Down But Not Out

Demonstrating Leadership in the Midst of Trade Uncertainty

By Mike Levin

If Illinois was a country, it would be the fourth largest soybean producer in the world. We outrank nearly every other country, except Brazil and Argentina and the rest of the U.S. We’ve built a reputation as a production powerhouse, hitting a record of nearly 700 million bushels in 2018. But when 60 percent of our crop leaves this country annually, how much we produce matters less if our markets are unsteady.

The trade war with China has been a roller coaster of uncertainty for more than a year. Key players in the U.S.-Mexico-Canada Agreement (USMCA) are still figuring out how to work together. During May, soybean futures dropped to their lowest in a decade.

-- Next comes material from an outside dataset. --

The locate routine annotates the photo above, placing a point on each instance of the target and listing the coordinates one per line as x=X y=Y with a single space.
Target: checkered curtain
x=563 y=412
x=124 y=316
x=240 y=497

This is all compounded by a wet, cold spring that saw crops planted much later than normal.

We can’t control the weather, and the trade environment may feel out of our hands. But when we’re a top soybean producer in the world – when we’ve established a reputation as the national leader – we need to make connections and raise our voices to find a solution.

Down But Not Out

When one of our biggest buyers closes its doors to our product, we open others. Taiwan receives about 45 percent of Illinois containerized soybeans, according to an Informa Economics report. India’s population is expected to exceed China’s in the next three years. The Philippines is the top customer for U.S. soybean meal. Vietnam’s feed sector has nearly quadrupled in growth since 2005.

Opportunity is ripe to engage new and developing markets that value the consistent supply of high-quality soybeans Illinois producers provide. It’s why we work hard to engage customers on the ground in Illinois, with more than 30 trade teams visiting ISA offices and leaders each year. It’s also why ISA directors visit other markets to learn firsthand about potential business opportunities.

When our livelihoods are threatened, we need to act. Free and open trade is a fundamental necessity to sustain today’s farm businesses. Tariffs and unbrokered deals and short-term fixes shouldn’t cut it. Don’t wait for markets to go away. Be ready to call on the White House, Congress or state officials. Be ready to explain why trade is critical to your farm, state and nation.

Voice for Soy offers this and more – a one-stop shop to track key issues like trade, share information with fellow producers and mobilize quickly when necessary.

In the midst of uncertain times, one thing is sure: We’ve cultivated an international reputation for excellence in soybean production. Let’s continue to use our leadership to push for policies that protect existing and emerging markets – not ones that stifle our capabilities.